Companies have reacted as any living organism does when threatened: they've gone into survival mode, cut costs to a minimum, laid off people, shut plants, minimized inventories. They don't know what will happen, but they feel what just hit. Many took losses as consumers stopped buying. They're scrambling to adjust to the new reality.
The thing for investors to remember is that economies go in cycles. While this one has been much deeper in its low levels, it will end. There will be a time when consumers open their shutters and drapes, let in the sun again, walk outside and start spending. When that will happen is anyone's guess, but it will most assuredly.
When it does, expect to see a stock market rally that will be breathtaking in its rise. Much like a rocket ship that takes months to prepare, fuel, then launch, the stock market will move higher at remarkable speed, maybe gaining as much as 1000 points in a day. And why would it do that?
Because the very companies that are now running on skeleton crews, gas vapors, and lots of hope, will see a tsunami of profits in the first few quarters of an economic turnaround. They will be slow to hire workers, push their existing staff to their limits, and see their bottom lines inflate like an emergency raft from a downed airplane. Profits will boom as companies scramble to keep up with orders.
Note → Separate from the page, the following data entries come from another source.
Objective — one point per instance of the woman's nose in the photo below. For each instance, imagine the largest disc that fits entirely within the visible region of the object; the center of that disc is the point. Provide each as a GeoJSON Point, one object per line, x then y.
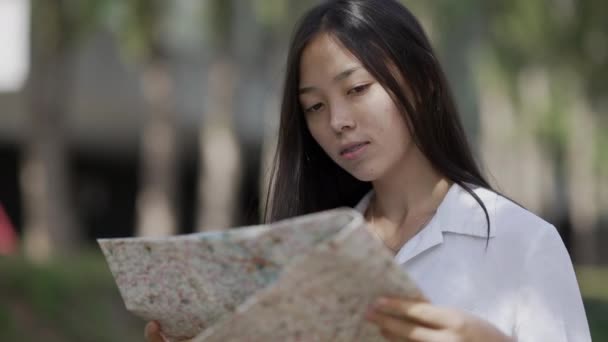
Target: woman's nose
{"type": "Point", "coordinates": [341, 120]}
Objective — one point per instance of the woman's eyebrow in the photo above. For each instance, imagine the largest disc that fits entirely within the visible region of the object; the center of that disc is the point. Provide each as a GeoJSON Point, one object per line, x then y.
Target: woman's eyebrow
{"type": "Point", "coordinates": [339, 77]}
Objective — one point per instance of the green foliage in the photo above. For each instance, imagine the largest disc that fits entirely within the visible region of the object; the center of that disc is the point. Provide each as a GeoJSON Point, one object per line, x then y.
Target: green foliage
{"type": "Point", "coordinates": [69, 299]}
{"type": "Point", "coordinates": [139, 26]}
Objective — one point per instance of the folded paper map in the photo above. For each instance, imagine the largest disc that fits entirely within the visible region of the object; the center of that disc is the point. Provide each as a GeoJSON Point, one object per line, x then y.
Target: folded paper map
{"type": "Point", "coordinates": [310, 278]}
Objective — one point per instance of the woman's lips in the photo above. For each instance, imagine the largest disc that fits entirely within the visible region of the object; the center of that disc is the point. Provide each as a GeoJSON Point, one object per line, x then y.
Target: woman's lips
{"type": "Point", "coordinates": [354, 151]}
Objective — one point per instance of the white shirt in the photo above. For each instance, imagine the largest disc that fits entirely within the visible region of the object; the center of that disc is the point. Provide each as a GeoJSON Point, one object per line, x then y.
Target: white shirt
{"type": "Point", "coordinates": [523, 283]}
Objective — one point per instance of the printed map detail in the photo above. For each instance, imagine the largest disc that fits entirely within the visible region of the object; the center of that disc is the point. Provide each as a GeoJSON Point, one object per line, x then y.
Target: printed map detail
{"type": "Point", "coordinates": [309, 278]}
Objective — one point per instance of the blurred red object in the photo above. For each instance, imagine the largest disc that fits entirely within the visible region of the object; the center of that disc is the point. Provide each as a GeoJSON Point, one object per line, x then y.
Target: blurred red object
{"type": "Point", "coordinates": [8, 237]}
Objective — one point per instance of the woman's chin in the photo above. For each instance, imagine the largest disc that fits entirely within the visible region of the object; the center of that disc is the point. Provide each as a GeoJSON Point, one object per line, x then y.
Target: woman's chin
{"type": "Point", "coordinates": [364, 176]}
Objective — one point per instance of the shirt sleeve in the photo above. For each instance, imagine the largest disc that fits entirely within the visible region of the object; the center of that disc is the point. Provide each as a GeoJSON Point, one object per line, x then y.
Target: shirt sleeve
{"type": "Point", "coordinates": [550, 307]}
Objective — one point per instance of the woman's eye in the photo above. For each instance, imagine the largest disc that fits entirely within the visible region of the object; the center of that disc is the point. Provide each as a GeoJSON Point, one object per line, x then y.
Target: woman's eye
{"type": "Point", "coordinates": [359, 89]}
{"type": "Point", "coordinates": [314, 108]}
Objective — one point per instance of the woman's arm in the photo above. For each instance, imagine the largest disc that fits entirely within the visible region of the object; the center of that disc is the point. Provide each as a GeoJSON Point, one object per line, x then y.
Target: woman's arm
{"type": "Point", "coordinates": [402, 319]}
{"type": "Point", "coordinates": [550, 307]}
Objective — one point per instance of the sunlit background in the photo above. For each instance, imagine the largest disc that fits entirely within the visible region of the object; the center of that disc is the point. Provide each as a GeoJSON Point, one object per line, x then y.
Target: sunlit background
{"type": "Point", "coordinates": [143, 117]}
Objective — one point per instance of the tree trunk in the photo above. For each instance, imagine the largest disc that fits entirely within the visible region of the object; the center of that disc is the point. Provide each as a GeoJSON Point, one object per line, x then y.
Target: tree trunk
{"type": "Point", "coordinates": [219, 177]}
{"type": "Point", "coordinates": [50, 226]}
{"type": "Point", "coordinates": [158, 165]}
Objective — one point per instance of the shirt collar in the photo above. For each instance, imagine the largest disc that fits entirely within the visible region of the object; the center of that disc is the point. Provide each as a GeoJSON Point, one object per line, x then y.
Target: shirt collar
{"type": "Point", "coordinates": [458, 212]}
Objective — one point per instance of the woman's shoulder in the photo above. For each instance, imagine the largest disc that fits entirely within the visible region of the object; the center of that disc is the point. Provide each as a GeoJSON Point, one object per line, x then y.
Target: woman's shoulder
{"type": "Point", "coordinates": [512, 220]}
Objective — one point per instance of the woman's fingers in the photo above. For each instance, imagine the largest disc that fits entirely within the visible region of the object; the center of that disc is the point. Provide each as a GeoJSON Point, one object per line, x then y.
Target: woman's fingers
{"type": "Point", "coordinates": [422, 312]}
{"type": "Point", "coordinates": [399, 329]}
{"type": "Point", "coordinates": [152, 332]}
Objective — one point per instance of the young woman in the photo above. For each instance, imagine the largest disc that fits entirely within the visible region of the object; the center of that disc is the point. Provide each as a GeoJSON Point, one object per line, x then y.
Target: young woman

A good example is the housing industry. Right now consumers aren't buying too many houses, either because of financing problems, no jobs, or just scared. The psychology is one of wait and see. The longer they wait, they assume, the better prices they'll see. That's certainly paid off the last 3 years. But when that thinking changes, and housing is seen as a good investment again, the scramble for a house will re-enact the land grabs of the early pioneers. And the largest beneficiary of that change will be the builders who have lots of land on which to build or decent inventories for sale. They will raise prices as fast as demand allows. Their profits will soar because they've got what people want. And their overhead will be minimal, having prepared for the worst.
Smart investors aren't looking at today's markets. They're looking ahead at the possibilities, thinking of different scenarios. If you haven't allowed the idea of a remarkable market rally into your calculations, you may miss a great opportunity. While the current stock market is somewhat stagnant, it offers one of the rarest chances to position your portfolio for great gains.
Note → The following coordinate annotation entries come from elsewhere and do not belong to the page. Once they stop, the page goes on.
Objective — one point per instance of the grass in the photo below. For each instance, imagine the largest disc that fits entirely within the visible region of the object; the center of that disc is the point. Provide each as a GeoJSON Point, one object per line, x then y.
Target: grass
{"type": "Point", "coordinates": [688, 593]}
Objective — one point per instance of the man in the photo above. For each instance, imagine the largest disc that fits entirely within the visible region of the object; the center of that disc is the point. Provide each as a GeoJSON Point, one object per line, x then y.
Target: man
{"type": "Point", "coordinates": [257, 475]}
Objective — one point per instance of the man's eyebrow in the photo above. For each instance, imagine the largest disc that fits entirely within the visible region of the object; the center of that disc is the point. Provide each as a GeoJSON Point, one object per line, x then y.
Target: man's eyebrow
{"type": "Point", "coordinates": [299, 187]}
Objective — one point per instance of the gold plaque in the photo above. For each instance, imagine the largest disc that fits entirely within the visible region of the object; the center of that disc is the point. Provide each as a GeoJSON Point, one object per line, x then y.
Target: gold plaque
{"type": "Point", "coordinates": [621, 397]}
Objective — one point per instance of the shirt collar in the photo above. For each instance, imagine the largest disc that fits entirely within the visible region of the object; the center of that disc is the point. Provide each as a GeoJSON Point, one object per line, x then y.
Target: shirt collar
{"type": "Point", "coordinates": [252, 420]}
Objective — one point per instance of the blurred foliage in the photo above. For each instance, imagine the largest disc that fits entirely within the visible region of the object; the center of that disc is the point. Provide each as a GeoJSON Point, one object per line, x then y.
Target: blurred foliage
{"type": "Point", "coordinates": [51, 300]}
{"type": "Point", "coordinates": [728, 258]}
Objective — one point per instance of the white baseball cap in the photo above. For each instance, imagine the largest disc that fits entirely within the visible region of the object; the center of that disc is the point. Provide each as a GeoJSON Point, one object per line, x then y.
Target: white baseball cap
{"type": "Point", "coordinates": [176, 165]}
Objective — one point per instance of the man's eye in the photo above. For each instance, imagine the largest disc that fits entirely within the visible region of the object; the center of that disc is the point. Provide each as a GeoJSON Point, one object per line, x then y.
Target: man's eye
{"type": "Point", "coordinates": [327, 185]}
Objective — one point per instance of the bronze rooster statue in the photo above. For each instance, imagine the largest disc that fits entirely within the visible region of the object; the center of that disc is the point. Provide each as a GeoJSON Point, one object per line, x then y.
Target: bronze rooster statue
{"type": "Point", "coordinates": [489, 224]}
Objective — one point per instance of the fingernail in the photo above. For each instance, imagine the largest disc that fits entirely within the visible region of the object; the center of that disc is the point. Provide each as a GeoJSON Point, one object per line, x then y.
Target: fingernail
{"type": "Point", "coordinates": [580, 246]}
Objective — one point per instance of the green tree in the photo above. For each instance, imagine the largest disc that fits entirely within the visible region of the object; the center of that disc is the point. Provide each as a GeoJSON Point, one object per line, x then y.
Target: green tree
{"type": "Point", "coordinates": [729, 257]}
The best way to benefit: buy a small amount of stock in industries out of favor now such as the housing industry (only the strongest ones) or banking or industries carrying historically low P/E multiples (the above names are good places to start). Don't bet the farm on the big rally. But it is coming. Profits will surge once the economy starts to recover. Strong stocks, ones who have survived and thrived during this economic mess, will lead the big rally. It's the timing that's so tough to gauge.